Track A: Local Autoresearch
Track A: Local Autoresearch
Section titled “Track A: Local Autoresearch”The starting point. Port Karpathy’s autoresearch loop to use a local small model as the agent brain. The training loop stays the same — the question is whether a 4B model can make productive research decisions.
Why Start Here
Section titled “Why Start Here”The autoresearch loop is the simplest possible agent:
- Read a metric (val_bpb)
- Decide what to change in one file (train.py)
- Run for 5 minutes
- Check if it improved
- Repeat
This constrained action space is deliberately chosen. It’s small enough that a 4B model might handle it, and the evaluation is automatic — the metric either improved or it didn’t.

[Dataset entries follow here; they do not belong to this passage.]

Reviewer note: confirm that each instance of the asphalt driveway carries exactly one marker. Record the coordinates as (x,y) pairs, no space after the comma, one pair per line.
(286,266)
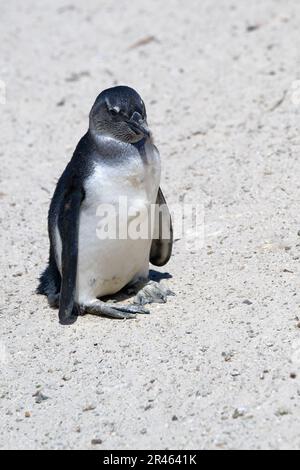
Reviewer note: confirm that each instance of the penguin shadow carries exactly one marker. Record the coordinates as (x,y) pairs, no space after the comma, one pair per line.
(129,292)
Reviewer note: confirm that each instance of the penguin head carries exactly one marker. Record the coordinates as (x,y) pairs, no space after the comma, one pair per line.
(120,113)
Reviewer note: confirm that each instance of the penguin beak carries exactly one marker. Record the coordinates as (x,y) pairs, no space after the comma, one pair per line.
(139,125)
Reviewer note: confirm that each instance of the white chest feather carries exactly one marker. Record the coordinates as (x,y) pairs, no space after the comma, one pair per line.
(105,266)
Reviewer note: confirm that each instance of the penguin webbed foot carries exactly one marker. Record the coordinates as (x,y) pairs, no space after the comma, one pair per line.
(117,311)
(152,292)
(53,300)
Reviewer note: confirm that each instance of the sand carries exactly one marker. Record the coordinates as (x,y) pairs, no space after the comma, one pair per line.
(217,367)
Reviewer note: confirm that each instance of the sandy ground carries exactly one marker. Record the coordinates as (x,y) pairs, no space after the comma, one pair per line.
(218,366)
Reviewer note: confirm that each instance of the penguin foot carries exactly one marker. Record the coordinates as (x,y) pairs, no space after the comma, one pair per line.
(53,300)
(152,292)
(112,310)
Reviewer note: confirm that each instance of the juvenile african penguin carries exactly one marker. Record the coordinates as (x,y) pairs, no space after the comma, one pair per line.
(115,159)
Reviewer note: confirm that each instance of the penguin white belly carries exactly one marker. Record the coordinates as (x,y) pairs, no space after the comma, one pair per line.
(105,266)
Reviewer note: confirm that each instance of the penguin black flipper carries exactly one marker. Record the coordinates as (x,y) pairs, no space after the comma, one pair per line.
(68,225)
(162,244)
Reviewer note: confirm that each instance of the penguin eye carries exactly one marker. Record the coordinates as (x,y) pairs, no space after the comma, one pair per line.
(114,111)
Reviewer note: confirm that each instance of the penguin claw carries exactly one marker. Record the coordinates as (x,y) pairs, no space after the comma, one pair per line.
(121,312)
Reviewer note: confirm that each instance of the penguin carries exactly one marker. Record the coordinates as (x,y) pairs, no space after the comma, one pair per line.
(115,159)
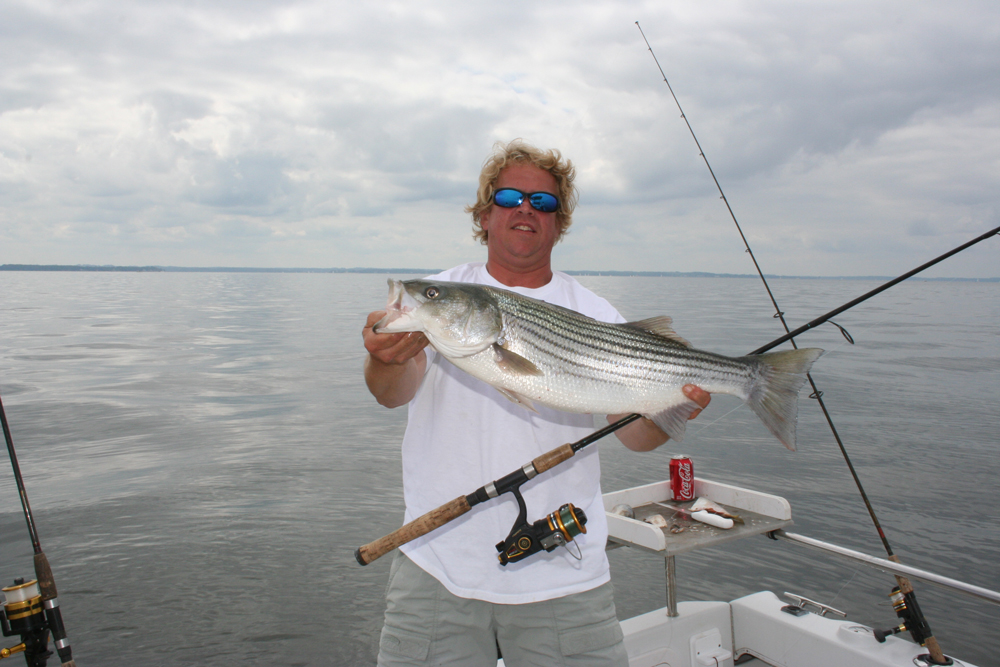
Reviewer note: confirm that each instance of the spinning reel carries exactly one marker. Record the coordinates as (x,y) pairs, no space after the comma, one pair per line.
(556,530)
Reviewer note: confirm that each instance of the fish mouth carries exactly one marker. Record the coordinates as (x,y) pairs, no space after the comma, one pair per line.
(397,310)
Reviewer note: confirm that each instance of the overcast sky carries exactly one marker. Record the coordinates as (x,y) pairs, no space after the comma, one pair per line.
(851,137)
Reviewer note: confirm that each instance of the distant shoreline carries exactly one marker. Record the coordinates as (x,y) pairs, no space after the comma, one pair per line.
(249,269)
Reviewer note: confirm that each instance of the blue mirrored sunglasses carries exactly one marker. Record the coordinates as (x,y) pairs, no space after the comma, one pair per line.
(540,201)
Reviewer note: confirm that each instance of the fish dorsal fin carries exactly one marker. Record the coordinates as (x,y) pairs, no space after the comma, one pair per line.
(512,362)
(661,326)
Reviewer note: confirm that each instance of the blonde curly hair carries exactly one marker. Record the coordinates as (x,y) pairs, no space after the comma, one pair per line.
(520,152)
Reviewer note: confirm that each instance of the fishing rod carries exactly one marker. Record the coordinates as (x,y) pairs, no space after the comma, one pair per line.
(903,597)
(31,609)
(558,529)
(864,297)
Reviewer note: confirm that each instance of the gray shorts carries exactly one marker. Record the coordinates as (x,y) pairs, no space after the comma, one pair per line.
(426,625)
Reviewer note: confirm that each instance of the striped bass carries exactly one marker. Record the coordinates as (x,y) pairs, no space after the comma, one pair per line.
(535,352)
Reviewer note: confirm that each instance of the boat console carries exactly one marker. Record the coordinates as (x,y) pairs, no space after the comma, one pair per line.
(755,630)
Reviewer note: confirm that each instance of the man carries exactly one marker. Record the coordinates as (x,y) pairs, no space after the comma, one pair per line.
(450,602)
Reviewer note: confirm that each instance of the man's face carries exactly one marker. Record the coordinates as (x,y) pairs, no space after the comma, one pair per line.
(521,239)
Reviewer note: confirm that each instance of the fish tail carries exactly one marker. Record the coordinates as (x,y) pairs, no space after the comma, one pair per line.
(774,396)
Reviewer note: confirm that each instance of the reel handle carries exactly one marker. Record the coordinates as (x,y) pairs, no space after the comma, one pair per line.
(411,531)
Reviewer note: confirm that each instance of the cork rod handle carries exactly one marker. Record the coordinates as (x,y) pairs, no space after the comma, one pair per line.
(411,531)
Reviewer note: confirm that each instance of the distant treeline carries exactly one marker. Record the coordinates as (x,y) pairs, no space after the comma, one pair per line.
(364,269)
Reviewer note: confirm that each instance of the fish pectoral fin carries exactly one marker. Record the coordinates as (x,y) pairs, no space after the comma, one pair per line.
(662,326)
(512,362)
(515,397)
(673,421)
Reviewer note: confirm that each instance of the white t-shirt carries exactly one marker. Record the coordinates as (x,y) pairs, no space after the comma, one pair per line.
(462,433)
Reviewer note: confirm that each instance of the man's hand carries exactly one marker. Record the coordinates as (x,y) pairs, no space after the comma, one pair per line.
(395,363)
(643,435)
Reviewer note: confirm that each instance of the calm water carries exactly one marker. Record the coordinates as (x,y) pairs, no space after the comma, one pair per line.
(202,457)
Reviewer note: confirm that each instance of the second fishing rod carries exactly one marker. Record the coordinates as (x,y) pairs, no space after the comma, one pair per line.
(907,609)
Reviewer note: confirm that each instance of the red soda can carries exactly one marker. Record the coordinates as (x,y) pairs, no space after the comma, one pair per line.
(681,477)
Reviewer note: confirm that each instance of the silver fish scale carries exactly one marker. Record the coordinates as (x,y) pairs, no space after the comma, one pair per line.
(629,363)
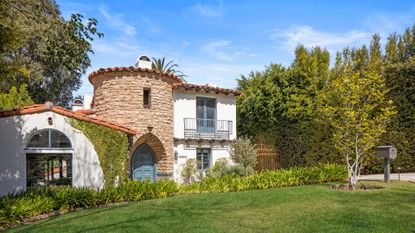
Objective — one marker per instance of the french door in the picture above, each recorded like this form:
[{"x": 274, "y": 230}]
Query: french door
[{"x": 205, "y": 114}]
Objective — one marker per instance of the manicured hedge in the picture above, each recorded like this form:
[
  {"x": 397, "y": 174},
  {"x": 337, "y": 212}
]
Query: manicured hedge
[
  {"x": 270, "y": 179},
  {"x": 33, "y": 202}
]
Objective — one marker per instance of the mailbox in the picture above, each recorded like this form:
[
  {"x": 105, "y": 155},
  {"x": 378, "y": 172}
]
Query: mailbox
[{"x": 386, "y": 152}]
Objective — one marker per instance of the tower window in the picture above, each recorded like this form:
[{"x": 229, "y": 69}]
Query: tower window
[{"x": 146, "y": 98}]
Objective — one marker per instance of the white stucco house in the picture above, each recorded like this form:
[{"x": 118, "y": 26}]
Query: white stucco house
[{"x": 168, "y": 121}]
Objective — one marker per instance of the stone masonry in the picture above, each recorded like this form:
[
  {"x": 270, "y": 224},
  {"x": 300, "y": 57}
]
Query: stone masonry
[{"x": 118, "y": 97}]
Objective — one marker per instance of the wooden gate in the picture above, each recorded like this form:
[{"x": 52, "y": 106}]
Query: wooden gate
[{"x": 268, "y": 157}]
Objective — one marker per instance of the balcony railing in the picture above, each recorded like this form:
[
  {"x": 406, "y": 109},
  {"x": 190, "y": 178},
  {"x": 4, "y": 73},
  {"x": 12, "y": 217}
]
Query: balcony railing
[{"x": 207, "y": 129}]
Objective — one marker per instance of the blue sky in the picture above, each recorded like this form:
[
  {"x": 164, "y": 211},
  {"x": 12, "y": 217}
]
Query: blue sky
[{"x": 217, "y": 41}]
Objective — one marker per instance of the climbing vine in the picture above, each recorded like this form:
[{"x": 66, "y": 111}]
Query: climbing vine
[{"x": 111, "y": 147}]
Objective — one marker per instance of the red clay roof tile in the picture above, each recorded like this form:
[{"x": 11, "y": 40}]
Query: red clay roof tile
[
  {"x": 206, "y": 88},
  {"x": 38, "y": 108},
  {"x": 174, "y": 78}
]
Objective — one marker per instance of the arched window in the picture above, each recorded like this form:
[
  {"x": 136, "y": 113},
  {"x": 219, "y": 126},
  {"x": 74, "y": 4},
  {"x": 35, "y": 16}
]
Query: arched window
[
  {"x": 49, "y": 138},
  {"x": 51, "y": 164}
]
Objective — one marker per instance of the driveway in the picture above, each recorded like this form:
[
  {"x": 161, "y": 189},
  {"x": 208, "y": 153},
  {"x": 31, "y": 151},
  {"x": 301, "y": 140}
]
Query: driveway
[{"x": 394, "y": 176}]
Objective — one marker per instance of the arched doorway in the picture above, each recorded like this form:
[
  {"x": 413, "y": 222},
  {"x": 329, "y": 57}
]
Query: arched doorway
[
  {"x": 48, "y": 158},
  {"x": 143, "y": 165}
]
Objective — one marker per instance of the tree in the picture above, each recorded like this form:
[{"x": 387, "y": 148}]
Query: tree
[
  {"x": 169, "y": 67},
  {"x": 42, "y": 50},
  {"x": 15, "y": 98},
  {"x": 357, "y": 107},
  {"x": 243, "y": 153}
]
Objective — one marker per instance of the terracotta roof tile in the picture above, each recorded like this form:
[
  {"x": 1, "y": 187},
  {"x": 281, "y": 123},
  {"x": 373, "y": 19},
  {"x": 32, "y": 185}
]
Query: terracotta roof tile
[
  {"x": 85, "y": 111},
  {"x": 38, "y": 108},
  {"x": 206, "y": 88},
  {"x": 174, "y": 78}
]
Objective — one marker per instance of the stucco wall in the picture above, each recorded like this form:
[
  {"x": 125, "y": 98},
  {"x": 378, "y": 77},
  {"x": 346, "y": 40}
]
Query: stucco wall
[
  {"x": 185, "y": 107},
  {"x": 14, "y": 133},
  {"x": 187, "y": 150}
]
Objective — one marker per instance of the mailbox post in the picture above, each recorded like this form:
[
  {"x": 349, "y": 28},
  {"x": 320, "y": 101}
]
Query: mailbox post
[{"x": 386, "y": 153}]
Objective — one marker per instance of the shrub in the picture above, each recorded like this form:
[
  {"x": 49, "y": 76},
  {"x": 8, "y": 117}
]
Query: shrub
[
  {"x": 37, "y": 201},
  {"x": 243, "y": 153},
  {"x": 269, "y": 179},
  {"x": 222, "y": 168},
  {"x": 189, "y": 171}
]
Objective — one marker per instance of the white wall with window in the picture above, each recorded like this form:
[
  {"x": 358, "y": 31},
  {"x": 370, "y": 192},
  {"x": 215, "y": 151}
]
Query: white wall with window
[
  {"x": 198, "y": 116},
  {"x": 185, "y": 107},
  {"x": 43, "y": 148}
]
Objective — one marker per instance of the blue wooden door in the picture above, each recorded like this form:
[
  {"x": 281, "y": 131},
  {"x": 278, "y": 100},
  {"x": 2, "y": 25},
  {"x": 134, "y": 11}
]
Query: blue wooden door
[{"x": 143, "y": 164}]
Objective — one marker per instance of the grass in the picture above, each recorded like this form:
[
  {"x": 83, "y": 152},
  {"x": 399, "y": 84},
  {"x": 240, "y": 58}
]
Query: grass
[{"x": 313, "y": 208}]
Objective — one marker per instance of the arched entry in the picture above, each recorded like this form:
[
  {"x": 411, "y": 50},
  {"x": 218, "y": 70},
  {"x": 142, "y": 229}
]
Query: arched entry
[
  {"x": 143, "y": 165},
  {"x": 48, "y": 158}
]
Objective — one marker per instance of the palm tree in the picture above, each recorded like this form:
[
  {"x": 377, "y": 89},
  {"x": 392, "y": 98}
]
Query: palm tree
[{"x": 169, "y": 67}]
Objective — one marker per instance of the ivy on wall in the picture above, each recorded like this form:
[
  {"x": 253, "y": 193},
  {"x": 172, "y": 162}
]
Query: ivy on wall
[{"x": 111, "y": 147}]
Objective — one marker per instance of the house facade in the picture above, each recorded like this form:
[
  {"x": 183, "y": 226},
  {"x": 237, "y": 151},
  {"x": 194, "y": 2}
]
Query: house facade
[
  {"x": 168, "y": 121},
  {"x": 175, "y": 120}
]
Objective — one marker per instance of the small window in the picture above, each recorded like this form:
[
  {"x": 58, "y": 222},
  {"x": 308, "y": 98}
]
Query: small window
[
  {"x": 203, "y": 158},
  {"x": 49, "y": 138},
  {"x": 48, "y": 169},
  {"x": 146, "y": 98}
]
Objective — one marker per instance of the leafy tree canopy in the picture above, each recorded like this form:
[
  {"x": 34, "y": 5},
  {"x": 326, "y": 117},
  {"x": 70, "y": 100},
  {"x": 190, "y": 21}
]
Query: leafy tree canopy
[{"x": 42, "y": 50}]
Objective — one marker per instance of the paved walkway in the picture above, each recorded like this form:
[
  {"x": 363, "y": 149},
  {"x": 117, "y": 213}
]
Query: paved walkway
[{"x": 394, "y": 176}]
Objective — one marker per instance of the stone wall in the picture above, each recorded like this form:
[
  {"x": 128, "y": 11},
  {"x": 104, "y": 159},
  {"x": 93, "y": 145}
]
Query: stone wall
[{"x": 118, "y": 97}]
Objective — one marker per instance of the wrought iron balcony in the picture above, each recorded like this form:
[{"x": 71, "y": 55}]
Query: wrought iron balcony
[{"x": 195, "y": 128}]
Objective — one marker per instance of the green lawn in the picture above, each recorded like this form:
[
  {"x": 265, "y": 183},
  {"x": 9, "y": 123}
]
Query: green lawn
[{"x": 312, "y": 208}]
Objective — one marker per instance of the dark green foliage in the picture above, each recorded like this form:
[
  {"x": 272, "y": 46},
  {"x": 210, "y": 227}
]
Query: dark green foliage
[
  {"x": 400, "y": 78},
  {"x": 222, "y": 168},
  {"x": 37, "y": 201},
  {"x": 15, "y": 98},
  {"x": 269, "y": 179},
  {"x": 111, "y": 147},
  {"x": 169, "y": 67},
  {"x": 243, "y": 153},
  {"x": 42, "y": 50},
  {"x": 281, "y": 104}
]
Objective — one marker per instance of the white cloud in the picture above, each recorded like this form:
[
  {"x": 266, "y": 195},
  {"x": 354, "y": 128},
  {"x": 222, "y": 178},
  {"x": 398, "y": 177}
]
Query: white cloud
[
  {"x": 208, "y": 11},
  {"x": 115, "y": 48},
  {"x": 221, "y": 74},
  {"x": 309, "y": 37},
  {"x": 116, "y": 21},
  {"x": 223, "y": 50}
]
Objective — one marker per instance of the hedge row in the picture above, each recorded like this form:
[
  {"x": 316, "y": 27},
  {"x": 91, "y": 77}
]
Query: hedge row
[{"x": 33, "y": 202}]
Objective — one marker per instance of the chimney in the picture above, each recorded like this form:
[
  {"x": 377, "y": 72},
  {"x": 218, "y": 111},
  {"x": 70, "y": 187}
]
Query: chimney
[{"x": 143, "y": 62}]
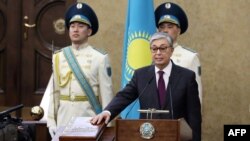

No subjective judgment, no human scoring. This makes it ideal for running many experiments quickly.
Experiment Matrix
Section titled “Experiment Matrix”| Agent Brain | Cost | What We Learn |
|---|---|---|
| Frontier model (baseline) | API costs | Upper bound on this task |
| Local 4B, bare | Free | Raw small-model capability |
| Local 4B + chain-of-thought | Free | Does explicit reasoning help? |
| Local 4B + RE2 prompting | Free | Does re-reading context help? |
| Local 4B + self-consistency (vote on 3 proposals) | Free | Does sampling diversity help? |
| Local 4B + constrained actions (menu of changes) | Free | Does reducing action space beat improving reasoning? |
| Local 4B + agent adapter | Free | Does a specialist adapter outperform prompting? |
Every row after the first is free to run. This is the same LocoLLM advantage applied to agent research.
What Success Looks Like
Section titled “What Success Looks Like”The frontier model baseline will produce some number of improving iterations out of N attempts. Success for the local model is not necessarily matching that number — it’s understanding the gap and what closes it.
Key questions:
- Does the local model ever produce a genuine improvement, or does it drift immediately?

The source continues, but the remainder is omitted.